As a part of that vision for future generations, I want Congress and the White House to look beyond the near-term and put some serious thought into where our nation needs to be in 10, 20, even 50 years from now. I would like for the United States, either alone or with other countries, to establish a permanent base on the moon that can meet both the commercial and scientific needs of our nation. One of the most exciting concepts I've seen in a while is the proposal to established a lunar-based obervatory, which would provide astronomical observations that are an order of magnitude better than anything we have today. And I want policymakers to look seriously at concepts like space-based solar power satellites. I know one of your earlier sessions examined this possibility, and I think it needs to be brought into mainstream policy discussions.

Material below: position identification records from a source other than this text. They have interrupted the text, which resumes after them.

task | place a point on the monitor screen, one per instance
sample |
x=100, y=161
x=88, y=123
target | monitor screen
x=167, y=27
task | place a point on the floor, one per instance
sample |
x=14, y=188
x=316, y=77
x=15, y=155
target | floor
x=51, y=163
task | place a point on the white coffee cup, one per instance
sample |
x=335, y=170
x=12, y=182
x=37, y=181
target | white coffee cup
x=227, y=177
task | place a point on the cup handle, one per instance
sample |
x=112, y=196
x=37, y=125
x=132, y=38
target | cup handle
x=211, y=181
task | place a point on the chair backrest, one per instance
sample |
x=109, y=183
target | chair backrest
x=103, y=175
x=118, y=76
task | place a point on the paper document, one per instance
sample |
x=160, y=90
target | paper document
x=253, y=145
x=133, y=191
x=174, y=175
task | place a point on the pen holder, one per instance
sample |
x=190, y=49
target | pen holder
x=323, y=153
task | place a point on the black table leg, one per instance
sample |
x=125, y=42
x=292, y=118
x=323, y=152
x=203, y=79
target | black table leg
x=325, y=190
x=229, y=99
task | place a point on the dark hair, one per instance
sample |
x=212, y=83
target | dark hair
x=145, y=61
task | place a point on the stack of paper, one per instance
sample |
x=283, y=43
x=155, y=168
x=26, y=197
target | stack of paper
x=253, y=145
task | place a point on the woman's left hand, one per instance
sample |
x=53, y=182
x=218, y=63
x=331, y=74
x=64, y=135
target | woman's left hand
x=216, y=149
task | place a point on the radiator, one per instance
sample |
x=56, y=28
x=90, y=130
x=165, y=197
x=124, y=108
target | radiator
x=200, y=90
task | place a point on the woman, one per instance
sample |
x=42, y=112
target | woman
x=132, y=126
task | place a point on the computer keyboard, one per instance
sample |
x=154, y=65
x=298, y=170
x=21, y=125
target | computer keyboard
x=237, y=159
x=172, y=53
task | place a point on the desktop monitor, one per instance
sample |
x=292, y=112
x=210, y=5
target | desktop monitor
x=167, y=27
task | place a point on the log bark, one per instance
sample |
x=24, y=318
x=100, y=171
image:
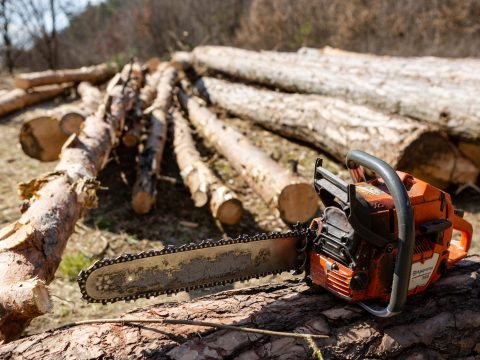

But before I close, I also want to quickly touch on a bigger debate in Washington that directly affects the space program, both civil and commercial, although many people rarely think of it in that context. The foremost reality that all space program supporters must face is our staggering national debt. Mindless deficit spending - - by Democrats and Republicans alike - - has left our nation in a fiscal crisis. The national drive to balance the budget is not political rhetoric, it is an imperative reality. Fortunately, as a result of the 104th Congress, that has become a national agenda item.
The challenge facing the commercial and civil space community, then, is to work within the constraints of this new fiscal reality, and provide a clear rationale for investment in our space program to both new and returning Members of Congress. We must ensure that every Member sees the space program in the context of an investment in the future, not just pork for back home. This realization should help to reinforce to the space community the need for true commercial efforts, with little or no government investment, more so than quasi-commercial efforts that are little more than government contracts.
I strongly support the effort to balance the budget, and I will continue to work towards that goal in the 105th Congress. It is crucial to balance the budget if we expect to see any significant, sustained investment in science and technology. However, I also believe that today's wise investments in our space program do not have to suffer as we get our fiscal house in order. In fact, I have made increased funding for NASA and other components of our space program one of my top legislative priorities for the 105th Congress.
Space policy has not consistently been a top issue for Congress or the White House, yet the next few years may prove to be defining moments in our space program. Both the public and private sector must learn to work smarter and harder with less resources, and we must do a better job of informing the public of our achievements. It will take a strong coalition of space supporters to ensure a strong, viable space program, and I look forward to working with other Members of Congress, the Administration, state governments, industry, and organizations like the National Space Society as we confront the challenges facing our space program. Working together, we can ensure our nation's space program - - civil, military, and commercial - - remains the world leader.